The Theatre is important because the first Globe, the playhouse on the South Bank in which Shakespeare was a shareholder, and for which he wrote plays and (maybe) acted in, was constructed in 1599 out of the actual timbers of the Theatre, which was dismantled in 1598. Both houses were owned and managed by the Burbages, father and sons. But we knew very little about the fabric of the Theatre or (contrary to popular perception) the first Globe, until a fragment of the latter was unearthed by a MOLA team in 1990. The fragment (now buried again) was too tiny to offer any momentous information, but did confirm that the first Globe was a polygon of perhaps 16 sides and that it burned down in 1613 (which we knew), and that a second Globe was built on its foundations (which we also knew).
See the world's ruins, nothing but the piles
Left, and wit since to cover it with tiles.
– Execration upon Vulcan by Ben Jonson
Henslowe's Rose was already in place in 1599 when James Burbage and his sons Cuthbert and Richard and a team of stalwarts hauled the timbers of the Theatre down to the South Bank, where brothels and bear-baiting pits were already a major attraction, and reconstructed their wooden "O" practically next door to the Rose. Shortly afterwards Henslowe's box-office takings slumped. He abandoned his Rose and moved north of the Thames to build a new theatre, the Fortune. By 1613 the old theatre was derelict.
It's remarkable that until the discovery of the Rose there was plenty of guesswork but hardly any real information about the physical nature of these astonishing playhouses. The Rose's remains tell us three interesting facts: (a) it was smaller than previously estimated, only 73 feet across instead of the putative 90; (b) its stage (the "unworthy scaffold") was a trapeze rather than a rectangle; and (c) judging by the debris its occupiers were distinctly messy. This debris – or in archaeological parlance "the accessioned finds" – includes beads, pumpkin seeds, fig seeds, pins, a fork, hazel nuts, dice, shoes, seals, needles, coins, pottery, glass, fabrics and the bones of rats and brown bears.

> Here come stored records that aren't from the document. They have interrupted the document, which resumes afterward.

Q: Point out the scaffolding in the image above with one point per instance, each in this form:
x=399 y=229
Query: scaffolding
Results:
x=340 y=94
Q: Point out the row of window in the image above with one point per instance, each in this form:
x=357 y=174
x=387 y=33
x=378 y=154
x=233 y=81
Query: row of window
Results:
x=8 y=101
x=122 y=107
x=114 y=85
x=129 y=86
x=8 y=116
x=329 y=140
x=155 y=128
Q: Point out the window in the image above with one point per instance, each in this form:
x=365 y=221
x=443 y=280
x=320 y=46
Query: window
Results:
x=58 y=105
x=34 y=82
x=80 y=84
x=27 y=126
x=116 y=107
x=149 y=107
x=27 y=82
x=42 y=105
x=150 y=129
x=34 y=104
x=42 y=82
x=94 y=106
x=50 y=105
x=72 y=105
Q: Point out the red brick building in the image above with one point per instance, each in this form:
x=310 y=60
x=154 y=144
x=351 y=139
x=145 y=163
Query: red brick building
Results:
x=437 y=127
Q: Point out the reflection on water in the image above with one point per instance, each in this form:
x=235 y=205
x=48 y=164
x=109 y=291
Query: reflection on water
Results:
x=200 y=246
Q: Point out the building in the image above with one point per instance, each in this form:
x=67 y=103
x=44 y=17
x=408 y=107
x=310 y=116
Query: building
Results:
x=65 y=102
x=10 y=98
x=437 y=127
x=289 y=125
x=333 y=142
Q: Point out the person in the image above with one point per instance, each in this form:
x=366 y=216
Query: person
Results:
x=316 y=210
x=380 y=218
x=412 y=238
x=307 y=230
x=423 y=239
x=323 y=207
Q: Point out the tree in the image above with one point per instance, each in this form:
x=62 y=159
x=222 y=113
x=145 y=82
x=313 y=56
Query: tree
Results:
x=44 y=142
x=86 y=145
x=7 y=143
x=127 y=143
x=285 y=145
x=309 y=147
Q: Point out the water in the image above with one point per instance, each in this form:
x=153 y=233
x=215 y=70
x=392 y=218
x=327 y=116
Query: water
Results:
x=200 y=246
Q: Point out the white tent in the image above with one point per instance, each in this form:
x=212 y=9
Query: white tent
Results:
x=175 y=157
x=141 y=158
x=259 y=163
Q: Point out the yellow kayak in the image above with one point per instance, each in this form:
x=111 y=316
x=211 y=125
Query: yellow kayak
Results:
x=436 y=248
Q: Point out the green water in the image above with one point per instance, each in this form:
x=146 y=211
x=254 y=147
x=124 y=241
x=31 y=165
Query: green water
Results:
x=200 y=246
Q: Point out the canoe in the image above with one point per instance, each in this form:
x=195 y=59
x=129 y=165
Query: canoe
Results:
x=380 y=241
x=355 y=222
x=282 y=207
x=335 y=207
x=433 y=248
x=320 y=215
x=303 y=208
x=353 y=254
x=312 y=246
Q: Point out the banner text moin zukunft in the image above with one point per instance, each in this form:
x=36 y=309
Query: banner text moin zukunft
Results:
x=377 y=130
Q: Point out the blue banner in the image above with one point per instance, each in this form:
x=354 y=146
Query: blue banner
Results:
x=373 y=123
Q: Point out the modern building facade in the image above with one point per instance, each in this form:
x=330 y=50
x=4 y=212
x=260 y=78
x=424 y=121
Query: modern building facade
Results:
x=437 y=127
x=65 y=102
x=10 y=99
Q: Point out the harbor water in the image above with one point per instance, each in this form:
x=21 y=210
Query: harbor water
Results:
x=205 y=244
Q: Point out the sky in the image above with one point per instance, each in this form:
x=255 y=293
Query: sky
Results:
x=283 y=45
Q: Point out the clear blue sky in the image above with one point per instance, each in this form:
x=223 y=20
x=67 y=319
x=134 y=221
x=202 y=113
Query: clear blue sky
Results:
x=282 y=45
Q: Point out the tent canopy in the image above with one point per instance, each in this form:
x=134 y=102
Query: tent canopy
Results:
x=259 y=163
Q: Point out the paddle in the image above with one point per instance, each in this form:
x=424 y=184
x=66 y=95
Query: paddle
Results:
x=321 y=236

The Rose's polygonal sides are a little irregular. It was not a grand building, but must have been resonant and intimate, in the way of some modern fringe venues, making for good actor-audience rapport. A visiting Dutchman in 1596 described it as one of the two most remarkable theatres in London (the other was the Swan, also in Southwark). He adds that the four theatres he saw were places "of obvious beauty."
In 1989 I was privileged to wander around the newly revealed site. I recall stomach-churning emotion when I looked at the ragged outline of masonry marking Henslowe's auditorium, and imagined the noises and odours and textures of what was here 400 years ago. I'm proud to have campaigned alongside others for the Rose's foundations to be preserved and displayed. However, the government of the time was unsympathetic to issues of heritage which interfered with commercial development, and now the site is covered by a banal office block and is rarely accessible.
But what of Shakespeare, you might be asking. Although he was invoked to support the campaign to save the Rose, the claim that Shakespeare acted on the Rose stage is spurious: Titus Andronicus was (possibly) performed there, but that's all.
But if Shakespeare had never been born, would we be interested in these evanescent structures? Well, that is for you to decide.